Kay Burley of Sky News has recently attracted controversy over an interview with a representative from Cage UK, an activist group that aims to help victims of the ‘War on Terror,’ after she dismissed some of his comments; her line of questioning eventually resulted in Cerie Bullivant abruptly leaving the interview.
Burley’s line of questioning, which included her asking Bullivant how he felt about the beheadings, mirrors a trend seen within some parts of the British media, in the expectation that it is the duty of the international Muslim community to publicly denounce terrorist attacks carried out in the name of Islam by extremists, such as the beheadings committed by ‘Jihadi John’ Mohammed Emwazi. This is inherently Islamophobic. It rests on the assumption that Muslims who do not do so therefore both share the views of the attackers, and support their actions as morally just. This trend did not appear, however, after the 2011 terrorist attacks in Norway carried out by Anders Breivik, killing seventy seven people. Breivik himself stated, “Well, I am a militant Christian; to prevent the de-Christianisation of Europe is very important.” Christians were not questioned by the media on their opinions of the killings; it was an inherent assumption that any reasonable person would find them abhorrent. The complete reverse has occurred in relation to instances of Islamic terrorism including ‘Jihadi John,’ where there seems to be an assumption that Muslims support their actions unless they explicitly express otherwise and justify their opinions.

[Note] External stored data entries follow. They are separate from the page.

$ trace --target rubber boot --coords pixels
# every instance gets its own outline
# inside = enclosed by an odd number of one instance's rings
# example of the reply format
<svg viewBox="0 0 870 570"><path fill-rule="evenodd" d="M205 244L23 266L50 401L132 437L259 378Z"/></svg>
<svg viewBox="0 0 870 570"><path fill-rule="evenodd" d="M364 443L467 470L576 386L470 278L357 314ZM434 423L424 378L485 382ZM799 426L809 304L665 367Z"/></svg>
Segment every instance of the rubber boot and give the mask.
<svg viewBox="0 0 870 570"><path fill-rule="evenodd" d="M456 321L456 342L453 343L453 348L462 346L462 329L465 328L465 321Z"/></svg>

Neither the Christian population of Norway, nor the worldwide Christian community, were expected to apologise or denounce the heinous actions of Breivik, and Christianity was not held accountable in any way. Other influences including right wing extremism, Islamophobia, and mental health problems were explored and all used to justify his actions. On the other hand, in the analysis of Mohammed Emwazi and the Charlie Hebdo attackers, the primary motivating aspect of their actions is their adherence to Islam. Whilst this may be a valid conclusion, the dismissal of other external influences and interacting factors when discussing Islamist extremism is something largely unseen when analysing extremism within other religions, namely Christianity.
Boris Johnson, in his column for The Telegraph, recently published an article, “Young British Muslims should realise that extremists like Jihadi John are not honouring Islam.” Whilst he writes: “I believe – and I certainly want to believe – that this jihadi madness is rejected by the overwhelming majority of Muslims,” the title and general tone of his article would suggest that he in fact believes quite the opposite. The title itself implies that Johnson does in fact believe that young British Muslims find the actions of Emwazi honourable, and the article as a whole patronises the entire British Muslim community, whose only connection to Emwazi is religion. He later calls on Cage UK to apologise to the families of the victims of Emwazi, reinforcing the tendency of expecting Muslims to accept guilt for actions committed by other Muslims.
It should be noted that this trend is more concentrated within the more conservative elements of the British media, primarily The Telegraph. Sky News, under impartiality laws is legally required to remain neutral, although it has come under criticism in the past for its lack of neutrality, for example during the 2010 General Election. There certainly appears to be less demand for Muslim apologies within more central and left leaning news outlets, such as the BBC and The Guardian. However, this trend within any part of British journalism is concerning, as the British Muslim community is not, and should not be presented as being, accountable in any way for the actions of fellow Muslims.